Der Enforcement-Entscheidung liegt der Abschluss einer Finanzinstitution zugrunde, die Kunden im Falle von wirtschaftlichen Schwierigkeiten auch Stundungsvereinbarungen gewährt, die sie ohne Vorliegen von wirtschaftlichen Schwierigkeiten nicht gewährt hätte. Die Erfassung von über die Laufzeit erwarteten Kreditverlusten basierte beim Abschlussersteller insbesondere auf dessen internem Ratingsystem. Nach diesem System führte der Abschluss einer Stundungsvereinbarung nicht zwingend zu einem signifikanten Anstieg des erwarteten Kreditausfallrisikos nach IFRS 9.5.5.3.

Nach Auffassung des Enforcers lösen – aufgrund der Verbindung mit den wirtschaftlichen Schwierigkeiten von Kunden – erwartete und gewährte Stundungsmaßnahmen zumindest einen signifikanten Anstieg des erwarteten Kreditausfallrisikos aus, was zur Erfassung von über die Laufzeit erwarteten Kreditverlusten (lifetime expected credit losses (ECL)) für diese gestundeten finanziellen Vermögenswerte führt. Darüber hinaus hat der Enforcer den Abschlussersteller verpflichtet, eine Werthaltigkeitsprüfung vorzunehmen, da die finanziellen Schwierigkeiten der Kunden und der entsprechende Abschluss von Stundungsvereinbarungen einen Indikator für eine potentielle Wertminderung darstellen.

Hinweise auf eine Wertminderung von Vermögenswerten (IAS 36, IAS 34)

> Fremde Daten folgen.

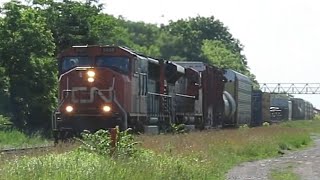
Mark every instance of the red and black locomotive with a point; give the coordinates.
(108, 86)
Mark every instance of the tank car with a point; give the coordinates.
(260, 107)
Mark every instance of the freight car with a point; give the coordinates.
(108, 86)
(260, 108)
(301, 109)
(238, 91)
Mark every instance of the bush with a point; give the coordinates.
(101, 142)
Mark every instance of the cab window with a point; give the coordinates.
(71, 62)
(119, 64)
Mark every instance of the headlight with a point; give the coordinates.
(69, 108)
(90, 79)
(106, 108)
(91, 73)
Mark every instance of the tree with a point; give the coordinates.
(193, 31)
(218, 54)
(25, 40)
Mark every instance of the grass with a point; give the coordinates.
(15, 138)
(284, 174)
(10, 137)
(197, 155)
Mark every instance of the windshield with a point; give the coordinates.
(71, 62)
(120, 64)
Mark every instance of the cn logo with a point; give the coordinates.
(93, 91)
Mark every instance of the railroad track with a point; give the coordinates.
(25, 150)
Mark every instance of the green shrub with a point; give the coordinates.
(101, 143)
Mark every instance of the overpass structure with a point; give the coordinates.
(290, 88)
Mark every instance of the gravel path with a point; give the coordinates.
(305, 163)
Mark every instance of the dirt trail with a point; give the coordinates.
(304, 163)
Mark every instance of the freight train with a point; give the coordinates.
(108, 86)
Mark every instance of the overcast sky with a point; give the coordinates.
(281, 37)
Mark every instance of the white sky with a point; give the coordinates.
(281, 37)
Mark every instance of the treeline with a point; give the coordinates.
(32, 35)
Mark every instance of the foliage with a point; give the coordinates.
(102, 143)
(200, 155)
(286, 174)
(266, 124)
(25, 38)
(178, 128)
(11, 138)
(30, 35)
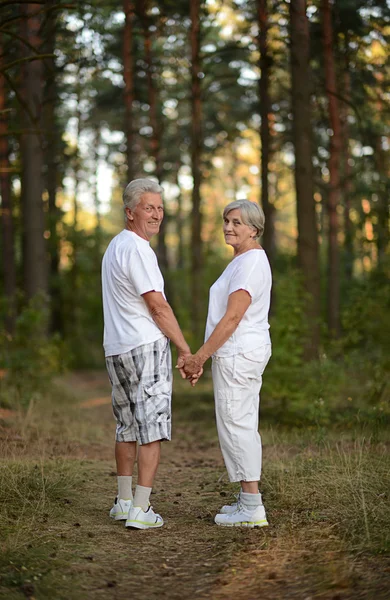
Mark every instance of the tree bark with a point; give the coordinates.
(7, 229)
(265, 109)
(334, 173)
(52, 149)
(128, 76)
(346, 184)
(155, 141)
(196, 147)
(306, 215)
(35, 263)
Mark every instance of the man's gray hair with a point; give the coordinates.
(135, 190)
(251, 214)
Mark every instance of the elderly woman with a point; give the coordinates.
(237, 337)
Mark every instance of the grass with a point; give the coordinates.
(325, 490)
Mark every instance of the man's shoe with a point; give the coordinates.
(228, 509)
(243, 517)
(120, 510)
(140, 519)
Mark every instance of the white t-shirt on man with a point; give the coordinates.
(129, 270)
(249, 271)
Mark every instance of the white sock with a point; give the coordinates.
(251, 500)
(124, 487)
(141, 497)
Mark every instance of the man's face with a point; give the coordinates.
(145, 219)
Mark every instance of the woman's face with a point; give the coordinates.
(235, 231)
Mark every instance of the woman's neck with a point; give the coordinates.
(253, 245)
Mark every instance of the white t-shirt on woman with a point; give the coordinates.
(129, 270)
(249, 271)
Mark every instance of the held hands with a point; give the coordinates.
(190, 367)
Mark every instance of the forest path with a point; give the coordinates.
(190, 557)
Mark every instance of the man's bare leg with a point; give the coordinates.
(148, 461)
(125, 455)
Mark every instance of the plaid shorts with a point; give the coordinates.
(141, 392)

Der Enforcer hat eine unterlassene Wertminderungsprüfung in der Quartalsberichterstattung des Abschlusserstellers, einem Schifffahrtsunternehmen, beanstandet. Entgegen der Auffassung des Unternehmens sah der Enforcer einige Indikatoren für eine Wertminderung als erfüllt an. Der Abschlussersteller sah sich schwierigen Marktbedingungen mit Überkapazitäten ausgesetzt. Dies hatte bereits zu Liquiditätsproblemen beim Abschlussersteller und dazu geführt, dass Verhandlungen mit den Kreditgebern über eine Stundungsvereinbarung aufgenommen wurden. Der Enforcer war u. a. der Auffassung, dass ein erheblich über der Marktkapitalisierung liegender Buchwert des Eigenkapitals einen bedeutenden Indikator für eine potentielle Wertminderung darstellt. So betrug im Sachverhalt der Entscheidung der Marktwert des Eigenkapitals 40 % des Buchwerts des Eigenkapitals. Des Weiteren hat der Enforcer u. a. festgestellt, dass einige Wettbewerber in ihrem Abschluss bereits Wertberichtigungen auf Schiffe vorgenommen hatten. Zudem waren in einigen Fällen die Verluste aus dem Verkauf von Schiffen, auch wenn bezogen auf das Periodenergebnis und die Bilanzsumme unwesentlich, jedoch wesentlich bezogen auf den Buchwert der verkauften Schiffe.